Swiss authorities, hot on the heels of their U.S. counterparts, said they have opened a separate criminal investigation into FIFA's operations, this one regarding the 2018 and 2022 World Cup bids, which went to Russia and Qatar respectively. Ten people are being questioned in the Swiss probe.
The criminal proceedings come just before the members of soccer's rotten governing body gathered for an election Friday that could see its leader, Sepp Blatter, receive a fifth term in office.
Blatter isn't among those charged but was investigated, and officials say that part of the probe continues.
FIFA said in a statement that both the election and the games in Russia and Qatar will go on as planned.
"The timing may not obviously be the best, but FIFA welcomes the process," FIFA spokesman Walter De Gregorio told reporters.
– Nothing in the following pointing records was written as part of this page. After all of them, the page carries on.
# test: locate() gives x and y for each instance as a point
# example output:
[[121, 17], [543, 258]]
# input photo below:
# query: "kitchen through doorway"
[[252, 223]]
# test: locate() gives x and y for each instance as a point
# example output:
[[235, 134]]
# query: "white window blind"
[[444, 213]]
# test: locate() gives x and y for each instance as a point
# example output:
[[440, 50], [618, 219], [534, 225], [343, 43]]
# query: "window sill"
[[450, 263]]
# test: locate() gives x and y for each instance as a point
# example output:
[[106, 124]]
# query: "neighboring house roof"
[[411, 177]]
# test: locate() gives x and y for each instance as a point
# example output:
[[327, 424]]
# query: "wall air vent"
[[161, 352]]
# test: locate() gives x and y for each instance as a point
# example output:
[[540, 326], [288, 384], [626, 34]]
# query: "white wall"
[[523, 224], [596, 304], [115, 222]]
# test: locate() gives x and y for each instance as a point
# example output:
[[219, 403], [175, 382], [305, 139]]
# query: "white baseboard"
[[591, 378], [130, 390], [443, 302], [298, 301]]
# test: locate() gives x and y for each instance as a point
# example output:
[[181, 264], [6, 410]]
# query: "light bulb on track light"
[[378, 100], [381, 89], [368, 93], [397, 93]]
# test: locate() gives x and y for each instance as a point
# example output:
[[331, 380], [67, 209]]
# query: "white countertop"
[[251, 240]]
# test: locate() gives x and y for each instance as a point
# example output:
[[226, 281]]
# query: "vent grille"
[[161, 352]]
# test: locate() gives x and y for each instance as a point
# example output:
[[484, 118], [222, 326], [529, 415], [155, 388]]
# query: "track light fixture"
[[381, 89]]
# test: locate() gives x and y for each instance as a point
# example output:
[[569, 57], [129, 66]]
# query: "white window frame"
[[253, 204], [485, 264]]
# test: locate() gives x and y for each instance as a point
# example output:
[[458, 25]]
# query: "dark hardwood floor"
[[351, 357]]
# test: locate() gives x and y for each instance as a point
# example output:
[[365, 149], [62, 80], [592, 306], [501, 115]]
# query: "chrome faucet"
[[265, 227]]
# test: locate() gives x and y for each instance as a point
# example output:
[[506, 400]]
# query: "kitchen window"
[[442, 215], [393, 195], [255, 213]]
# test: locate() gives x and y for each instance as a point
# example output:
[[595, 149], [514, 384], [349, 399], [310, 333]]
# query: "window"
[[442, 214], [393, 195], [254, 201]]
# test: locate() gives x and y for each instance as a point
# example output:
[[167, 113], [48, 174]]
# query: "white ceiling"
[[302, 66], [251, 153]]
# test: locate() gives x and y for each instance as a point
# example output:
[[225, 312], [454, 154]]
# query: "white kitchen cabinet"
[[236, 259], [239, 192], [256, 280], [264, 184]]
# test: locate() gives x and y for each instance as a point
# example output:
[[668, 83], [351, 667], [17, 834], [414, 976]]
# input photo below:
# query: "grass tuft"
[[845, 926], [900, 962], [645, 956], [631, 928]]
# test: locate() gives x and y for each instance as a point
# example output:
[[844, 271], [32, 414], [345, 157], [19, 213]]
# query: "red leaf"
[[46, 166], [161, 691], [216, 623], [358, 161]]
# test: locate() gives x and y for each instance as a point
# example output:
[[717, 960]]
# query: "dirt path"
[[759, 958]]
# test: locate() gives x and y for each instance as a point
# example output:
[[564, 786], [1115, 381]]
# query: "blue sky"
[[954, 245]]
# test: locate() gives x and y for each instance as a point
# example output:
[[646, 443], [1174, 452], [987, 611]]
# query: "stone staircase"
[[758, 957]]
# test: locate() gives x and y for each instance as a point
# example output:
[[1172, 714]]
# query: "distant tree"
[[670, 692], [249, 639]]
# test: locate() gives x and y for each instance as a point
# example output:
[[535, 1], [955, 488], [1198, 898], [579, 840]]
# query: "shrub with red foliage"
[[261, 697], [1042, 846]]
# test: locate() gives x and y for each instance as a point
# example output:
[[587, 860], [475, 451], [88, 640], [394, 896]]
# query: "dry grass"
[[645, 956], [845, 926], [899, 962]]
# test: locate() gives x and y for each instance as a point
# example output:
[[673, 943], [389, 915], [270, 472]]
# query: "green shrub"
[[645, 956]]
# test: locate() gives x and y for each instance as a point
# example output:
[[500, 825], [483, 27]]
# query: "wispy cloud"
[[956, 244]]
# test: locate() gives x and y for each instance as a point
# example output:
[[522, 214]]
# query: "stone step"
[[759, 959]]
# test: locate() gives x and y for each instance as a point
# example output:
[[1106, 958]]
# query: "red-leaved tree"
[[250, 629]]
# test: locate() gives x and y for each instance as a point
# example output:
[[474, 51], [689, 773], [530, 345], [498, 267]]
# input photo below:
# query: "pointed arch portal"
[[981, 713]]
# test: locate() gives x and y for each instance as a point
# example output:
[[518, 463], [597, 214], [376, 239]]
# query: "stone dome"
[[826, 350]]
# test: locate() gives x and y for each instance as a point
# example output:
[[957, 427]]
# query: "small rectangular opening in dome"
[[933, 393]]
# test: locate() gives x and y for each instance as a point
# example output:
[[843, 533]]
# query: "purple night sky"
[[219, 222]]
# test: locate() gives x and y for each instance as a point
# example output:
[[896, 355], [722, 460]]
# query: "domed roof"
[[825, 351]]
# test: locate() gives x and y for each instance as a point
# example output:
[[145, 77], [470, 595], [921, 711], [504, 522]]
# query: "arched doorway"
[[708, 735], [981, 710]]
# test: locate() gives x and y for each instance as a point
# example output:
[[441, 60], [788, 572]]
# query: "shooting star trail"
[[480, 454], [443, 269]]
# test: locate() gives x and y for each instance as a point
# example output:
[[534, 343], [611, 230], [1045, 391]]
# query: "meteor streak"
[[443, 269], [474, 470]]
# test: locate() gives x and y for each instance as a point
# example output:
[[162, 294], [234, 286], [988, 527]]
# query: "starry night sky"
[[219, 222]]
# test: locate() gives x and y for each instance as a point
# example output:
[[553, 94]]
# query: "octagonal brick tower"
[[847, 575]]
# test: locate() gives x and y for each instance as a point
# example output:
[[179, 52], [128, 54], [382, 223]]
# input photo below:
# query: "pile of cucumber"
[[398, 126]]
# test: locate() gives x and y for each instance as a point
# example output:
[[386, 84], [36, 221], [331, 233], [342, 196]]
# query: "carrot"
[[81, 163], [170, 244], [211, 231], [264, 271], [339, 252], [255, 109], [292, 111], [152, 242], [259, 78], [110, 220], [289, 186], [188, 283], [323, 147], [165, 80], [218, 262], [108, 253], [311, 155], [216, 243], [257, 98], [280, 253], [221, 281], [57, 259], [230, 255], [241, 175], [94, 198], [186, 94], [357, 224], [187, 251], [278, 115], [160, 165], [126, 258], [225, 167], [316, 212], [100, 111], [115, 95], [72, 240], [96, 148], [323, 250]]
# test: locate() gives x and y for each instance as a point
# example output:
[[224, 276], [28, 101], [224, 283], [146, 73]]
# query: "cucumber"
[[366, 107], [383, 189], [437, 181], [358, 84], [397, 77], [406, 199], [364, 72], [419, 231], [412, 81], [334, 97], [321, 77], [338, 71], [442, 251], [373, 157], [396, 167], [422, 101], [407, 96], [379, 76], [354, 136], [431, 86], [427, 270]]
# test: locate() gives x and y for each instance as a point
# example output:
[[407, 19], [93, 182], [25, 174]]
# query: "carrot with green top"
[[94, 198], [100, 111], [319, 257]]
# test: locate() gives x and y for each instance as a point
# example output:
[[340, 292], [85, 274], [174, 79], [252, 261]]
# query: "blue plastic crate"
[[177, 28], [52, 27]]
He acknowledged the investigations but didn't directly comment on them.
U.S. Attorney General Loretta Lynch, in her first career defining prosecution, said that the indictment "alleges corruption that is rampant, systemic, and deep-rooted both abroad and here in the United States.
It spans at least two generations of soccer officials who, as alleged, have abused their positions of trust to acquire millions of dollars in bribes and kickbacks."
One of the highest ranking official charged within the U.S. is Jeffrey Webb, FIFA vice president and head of CONCACAF, the FIFA-affiliated governing body for soccer in the North America and the Caribbean regions.
Others charged are: Eugenio Figueredo, FIFA vice president and executive committee member; Jack Warner, former FIFA vice president and executive committee member; and Nicolás Leoz, former FIFA executive committee member.
A number of exeuctives at sports-marketing companies have also been charged.
The Swiss Federal Office of Justice alleges that the suspects accepted bribes and kickbacks totaling more than $150 million, dating from the early 1990s until now.
In return for the bribes, they dished out lucrative media, marketing and sponsorship rights to soccer matches in Latin America, the Swiss Office of Justice said in a statement.
The charges are the conclusion of a three-year FBI investigation. Five others in the case have already pleaded guilty: four former FIFA officials and a sports marketing executive. It is likely those individuals are now cooperating with the FBI in return for a reduced sentence.
The United States brought charges against the suspects because the schemes were allegedly hatched on American soil.
"According to U.S. request, these crimes were agreed and prepared in the U.S., and payments were carried out via U.S. banks," the Swiss Office of Justice said.